Select Page

On December 7–8, 2018, the Lakshmi Mittal and Family South Asia Institute, the Department of History of Art and Architecture at Harvard University, and the Harvard Art Museums organized “TRACE: Artisanal Intelligence, Material Agency, and Ritual Technology in South Asian Art” — a symposium that brought together scholars of South Asian art, history, and culture.

Art Through History

On December 7, keynote speaker Vidya Dehejia spoke about “The Unfinished,” highlighting the various theories revolving around the unfinished works in South Asia and how we could interpret sites across India in different ways.

The symposium on December 8 brought together scholars whose research embraces methodological interventions and theoretical implications of art history’s material turn in the field of South Asian art and architecture, mostly focusing on the period between 500 CE and 1,500 CE. Thematically organized, papers demonstrated how the process reveals hitherto invisible connections across time and space. Going beyond the rubric of material agency, papers also explored the importance of considering somatic intelligence and ritual technology that developed to activate power and sacrality of objects and buildings in Indic religious contexts.

Artisanal Intelligence

The participants of the symposium included art historians Michael Meister, Janice Leoshko, Jinah Kim, Pia Brancaccio, Lisa Owen, Sonali Dhingra, Deborah Klimburg-Salter, Nachiket Chanchani, and Anna Seastrand; historians Padma Kaimal, Tamara Sears, and Abhishek Amar; and museum professionals Laura Weinstein, Katherine Kasdorf, and Katherine Eremin.

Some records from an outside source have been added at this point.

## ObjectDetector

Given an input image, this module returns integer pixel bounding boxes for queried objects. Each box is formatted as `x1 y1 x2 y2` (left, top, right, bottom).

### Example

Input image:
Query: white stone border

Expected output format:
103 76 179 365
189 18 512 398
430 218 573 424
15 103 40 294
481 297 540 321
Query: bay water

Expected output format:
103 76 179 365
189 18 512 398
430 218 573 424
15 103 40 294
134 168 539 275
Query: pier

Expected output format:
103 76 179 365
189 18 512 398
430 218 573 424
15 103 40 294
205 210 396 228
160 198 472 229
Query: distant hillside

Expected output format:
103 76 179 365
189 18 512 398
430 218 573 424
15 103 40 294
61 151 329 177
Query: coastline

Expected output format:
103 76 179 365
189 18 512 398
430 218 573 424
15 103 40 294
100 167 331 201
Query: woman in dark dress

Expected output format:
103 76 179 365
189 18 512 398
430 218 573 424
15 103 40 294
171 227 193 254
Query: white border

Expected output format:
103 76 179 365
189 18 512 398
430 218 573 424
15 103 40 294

During the event, Jinah Kim, Gardner Cowles Associate Professor of South and Southeast Asian Art at Harvard University, noted, “One of the interesting themes that emerged for me was the relation between trans-regional connectivity and transfer of artisanal intelligence.” Through this conference, attendees and practitioners were able to understand the depth of influence and the interactions we uncover while establishing connectivity between faraway regions.